Elle n’en faisait qu’à sa tête, je n’étais pas libre de mes mouvements, elle m’embarquait toujours d’une façon ou d’une autre dans ses caprices. J’avais la sensation d’être utilisée et de ne pas pouvoir me libérer de cette emprise. Je voyais qu’elle prenait la route de la corniche, je savais où elle voulait aller, sur le panorama de la colline qui surplombe la ville de Rouen. La nuit tombait, la ville était illuminée, Angéla se gara sur le parking face à la ville en contre-bas :
— Regarde-moi ça Mary comme c’est magnifique, dit-elle en descendant de la voiture.

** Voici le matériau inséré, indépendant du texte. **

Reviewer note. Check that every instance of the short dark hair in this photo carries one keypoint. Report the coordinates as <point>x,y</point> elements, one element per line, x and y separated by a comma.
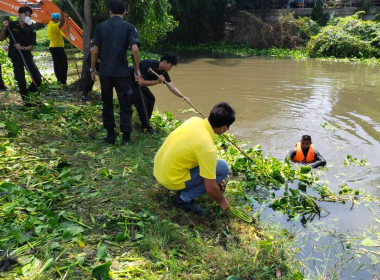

— Oui, c’est beau Rouen la nuit... répondis-je en tremblant.
— Tu as froid ?
— Un peu...
— Mais il fait bon, cria-t-elle.
— C’est sûr que toi aujourd’hui, tu as chaud ! Je ne sais pas ce qui se passe, mais...
— Je suis juste heureuse Mary... Heureuse d’être avec toi... mon rayon de soleil... me coupa-t-elle en me regardant droit dans les yeux, le sourire suspendu à ses lèvres. Ses yeux pétillaient.
— S’il te plaît Angéla, il faut que je rentre maintenant, ramène-moi chez moi...
— On y va ma chérie ! Tu seras à l’heure, tu vois...
Angéla m’a déposée en bas de chez moi, je ne me suis pas éternisée pour lui dire au revoir, je l'ai embrassé et je suis rentrée. Je ne savais pas quoi penser de toute cette sortie. J’étais perdue et attristée alors qu’elle était heureuse d’être avec moi, quelque chose ne tournait pas rond. Pourquoi je n’arrivais plus à apprécier ces moments ? Je sentais que j’en attendais plus et que j’étais dans la frustration la plus totale. La frustration et la peur de faire un pas de travers encore une fois. Je marchais sur un fil, je n’avais pas le droit de tomber.